Pablo Manzi, translated by William Gregory
Royal Court Theatre and Teatro a Mil Foundation
Royal Court Theatre Upstairs

Pía Laborde-Noguez and Joseph Balderrama Credit: Tristram Kenton
Sebastian Orozco and Pepa Duarte Credit: Tristram Kenton
A Fight Against… (Una Lucha Contra…) Credit: Tristram Kenton

Pablo Manzi’s bleak satiric vision of the Americas gives us people that are confused, alone and terrified by a violent world. Between the scenes, a young woman briefly appears manically dancing, or simply rocking oddly. The characters in each scene don't know each other but share a restless anxiety.

A lecturer (Jimena Larraguivel) in scene one reluctantly tells her partner (Joseph Balderrama) in their kitchen in Chile 2014 about the way she had been attacked in class earlier that day by a student she had asked to wind up her presentation in time for the break. The student had been saying “private property fragments our collective consciousness, it alienates us... and makes us believe we’re alone.”
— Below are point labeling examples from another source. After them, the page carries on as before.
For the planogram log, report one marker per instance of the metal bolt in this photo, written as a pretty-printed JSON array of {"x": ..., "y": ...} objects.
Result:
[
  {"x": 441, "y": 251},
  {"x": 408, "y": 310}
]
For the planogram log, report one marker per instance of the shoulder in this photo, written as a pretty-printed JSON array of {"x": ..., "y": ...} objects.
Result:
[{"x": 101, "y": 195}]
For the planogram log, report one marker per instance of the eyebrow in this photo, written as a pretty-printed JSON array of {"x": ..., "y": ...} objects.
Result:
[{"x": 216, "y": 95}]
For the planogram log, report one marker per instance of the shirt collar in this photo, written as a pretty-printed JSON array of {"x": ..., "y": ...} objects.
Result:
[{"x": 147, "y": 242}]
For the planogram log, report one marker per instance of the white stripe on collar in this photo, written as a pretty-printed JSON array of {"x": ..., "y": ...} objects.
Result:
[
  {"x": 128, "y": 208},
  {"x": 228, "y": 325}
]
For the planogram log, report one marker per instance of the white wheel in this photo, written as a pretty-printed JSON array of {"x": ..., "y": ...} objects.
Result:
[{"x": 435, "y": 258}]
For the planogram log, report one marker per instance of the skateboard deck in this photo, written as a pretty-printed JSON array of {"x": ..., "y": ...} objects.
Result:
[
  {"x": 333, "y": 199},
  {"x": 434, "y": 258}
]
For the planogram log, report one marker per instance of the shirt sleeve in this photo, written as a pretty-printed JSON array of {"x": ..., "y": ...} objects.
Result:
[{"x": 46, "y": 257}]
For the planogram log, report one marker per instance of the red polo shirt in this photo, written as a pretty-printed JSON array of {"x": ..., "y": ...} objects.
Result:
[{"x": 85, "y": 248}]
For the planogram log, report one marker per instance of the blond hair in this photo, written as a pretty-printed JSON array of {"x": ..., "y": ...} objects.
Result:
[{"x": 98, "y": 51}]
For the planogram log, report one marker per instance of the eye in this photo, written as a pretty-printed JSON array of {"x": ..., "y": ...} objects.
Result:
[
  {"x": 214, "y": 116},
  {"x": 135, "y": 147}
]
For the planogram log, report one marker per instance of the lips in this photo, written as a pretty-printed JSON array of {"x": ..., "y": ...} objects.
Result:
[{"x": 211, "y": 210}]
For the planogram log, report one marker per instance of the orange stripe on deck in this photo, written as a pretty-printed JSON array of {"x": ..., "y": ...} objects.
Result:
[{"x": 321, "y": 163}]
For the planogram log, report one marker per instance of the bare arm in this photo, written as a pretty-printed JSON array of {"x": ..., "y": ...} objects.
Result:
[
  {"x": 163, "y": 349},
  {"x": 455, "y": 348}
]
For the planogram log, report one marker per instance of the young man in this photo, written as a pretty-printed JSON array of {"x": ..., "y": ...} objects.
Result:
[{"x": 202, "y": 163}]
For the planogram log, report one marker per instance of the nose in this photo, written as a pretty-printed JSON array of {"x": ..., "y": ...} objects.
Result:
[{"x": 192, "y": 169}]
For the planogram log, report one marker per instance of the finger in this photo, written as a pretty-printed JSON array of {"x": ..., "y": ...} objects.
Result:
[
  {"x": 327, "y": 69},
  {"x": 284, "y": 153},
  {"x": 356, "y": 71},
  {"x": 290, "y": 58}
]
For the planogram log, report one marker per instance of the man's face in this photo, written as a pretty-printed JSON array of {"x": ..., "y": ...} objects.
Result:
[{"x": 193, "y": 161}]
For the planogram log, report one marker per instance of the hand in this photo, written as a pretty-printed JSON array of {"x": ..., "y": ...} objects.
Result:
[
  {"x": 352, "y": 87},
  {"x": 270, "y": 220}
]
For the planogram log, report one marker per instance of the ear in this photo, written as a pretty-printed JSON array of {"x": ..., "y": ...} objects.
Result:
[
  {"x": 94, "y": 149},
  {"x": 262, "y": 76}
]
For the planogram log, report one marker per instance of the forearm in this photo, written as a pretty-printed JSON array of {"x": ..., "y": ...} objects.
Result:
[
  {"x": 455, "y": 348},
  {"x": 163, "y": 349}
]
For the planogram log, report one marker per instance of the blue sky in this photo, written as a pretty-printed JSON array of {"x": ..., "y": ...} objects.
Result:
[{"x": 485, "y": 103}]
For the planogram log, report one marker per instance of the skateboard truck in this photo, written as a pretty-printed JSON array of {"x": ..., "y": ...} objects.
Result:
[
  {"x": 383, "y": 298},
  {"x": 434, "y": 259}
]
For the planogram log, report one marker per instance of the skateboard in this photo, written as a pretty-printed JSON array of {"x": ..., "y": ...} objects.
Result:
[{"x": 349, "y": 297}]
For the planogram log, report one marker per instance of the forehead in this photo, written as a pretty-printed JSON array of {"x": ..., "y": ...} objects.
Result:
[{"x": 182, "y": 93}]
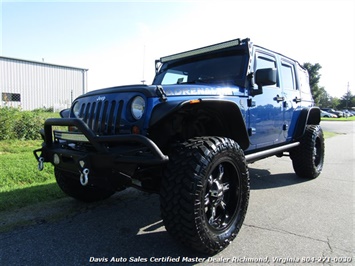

Interrupted, she angrily slammed her teacher against the board using her hands to force the teacher's mouth wide before putting her mouth inside the teacher's mouth to tell her “a secret.” None of the class intervened and the teacher walked out terrified.

The three white male racists gloomily sitting in some small-town United States meeting room in 2019 consider quitting their group as all the immigrants have gone. Joe (Sebastian Orozco) says, “I don’t know where they all went, we killed them, they escaped, they vanished.” He asks, “what enemy can I talk about in the town when there are only white people left?”

Two soldiers guarding the Chilean desert border with Peru in 1998 tentatively begin a conversation after hours of silence. The eighteen-year-old says he was sanctioned for getting drunk and beating up a foreigner but the problem will go away because the foreigner died of his injuries.

In a municipal office in Mexico 1880, a public executioner Jose (Sebastian Orozco) sits in dumb silence as his mother (Jimena Larraguivel) and an official (Eduardo Arcelus) talk about an execution that went wrong. But the official tells them executions are to be ended because they are no longer having an impact on the population. It prompts Jose to reveal that among the final words of the hanged man was the prediction that, “the day will come when they don’t cut our heads off in front of people… because we’ll cut them off ourselves.”

Outside the nightclub Inferno in Chile 2017, a bouncer (Joseph Balderrama) wearing a bulletproof vest and military-style helmet tries to stop a young woman (Pía Laborde-Noguez) re-entering the nightclub where she had just been involved in a fight as she tried with her hands to rip open the mouth of another girl to see the community inside.

This is a well-performed, slightly surreal seventy-minute play on the contemporary anxieties about the loneliness and isolation of people in fragmented communities but it never really develops its vision, its characters, its occasional touches of humour and that makes it feel remote, fragmented and incomplete.